Underlying the need to make such deals, the struggling chipmaker also predicted that sales in the current quarter will drop about 10 percent from the prior three months, a forecast that fell short of analysts’ estimates. While Chief Executive Officer Lisa Su is trying to remake AMD into a supplier of custom chips for uses outside of personal computers, that declining business still provides the company with the majority of its sales.
Nantong Fujitsu will get 85 percent ownership of the joint venture, which is expected to significantly reduce AMD’s capital expenditure. About 1,700 AMD workers at the two factories will become employees of the joint venture, the companies said.
Fourth-quarter revenue will decrease 10 percent, plus or minus 3 percent, from $1.06 billion in the third quarter, AMD said in the statement. That indicates sales at a midpoint of about $955 million compared with analysts’ average estimate of $998 million, according to data compiled by Bloomberg.

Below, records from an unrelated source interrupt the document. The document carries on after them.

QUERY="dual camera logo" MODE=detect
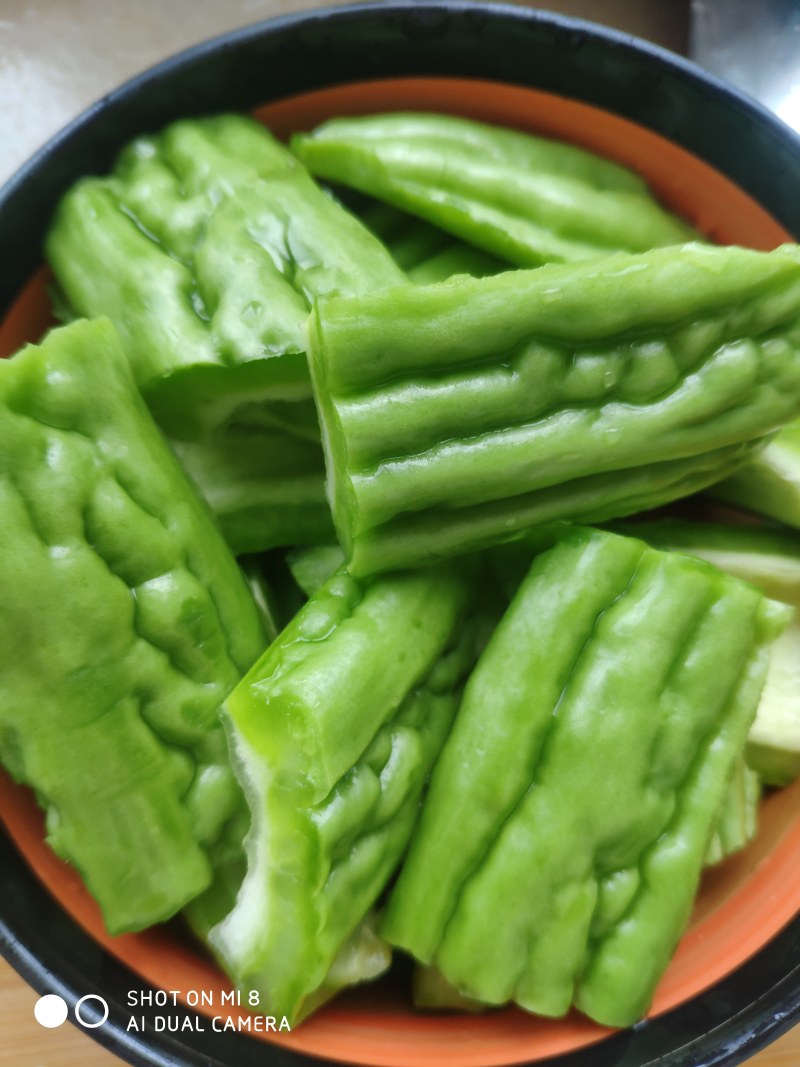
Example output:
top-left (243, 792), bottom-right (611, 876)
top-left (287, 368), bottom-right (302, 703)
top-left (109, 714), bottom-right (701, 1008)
top-left (34, 993), bottom-right (109, 1029)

Intel on Tuesday forecast a sales gain of about 2 percent in the last three months of the year from the preceding quarter.
Cash and equivalents were $755 million at the end of the third quarter, compared with $829 million three months earlier, reduced primarily by debt interest payments of $69 million, AMD said.
AMD shares, down 26 percent this year, rose 1 percent to $1.97 at the close in New York. They gained about 2.5 percent in extended trading following the announcement.
The Sunnyvale, California-based chipmaker reported a third-quarter net loss of $197 million, or 25 cents a share, compared with a profit of $17 million, or 2 cents, in the period a year earlier.
Reflecting its struggles, on Oct. 1, AMD said it will cut about 500 jobs, or 5 percent of its workforce, as part of a restructuring meant to streamline its business and reduce costs. The company is recording charges of about $42 million for the restructuring plan, which includes outsourcing some information-technology services and application development. The cuts are expected to bring savings of about $2 million and $7 million in the last two quarters of this year, respectively, and savings of about $58 million in 2016, AMD said.
AMD was in talks to sell about a 25 percent stake to private-equity firm Silver Lake Management before the negotiations stalled, people with knowledge of the matter said last month. The two sides, which met over the summer, have put the discussions on hold after failing to agree on a price and strategy, Bloomberg reported Sept 28. AMD also is considering other strategic options, one of the people said.
Global PC shipments fell 7.7 percent in the third quarter, hurt by slower desktop sales and higher dollar-based prices, Gartner Inc. said last week. PC manufacturers shipped 73.7 million units, compared with 79.8 million a year earlier, the market researcher said.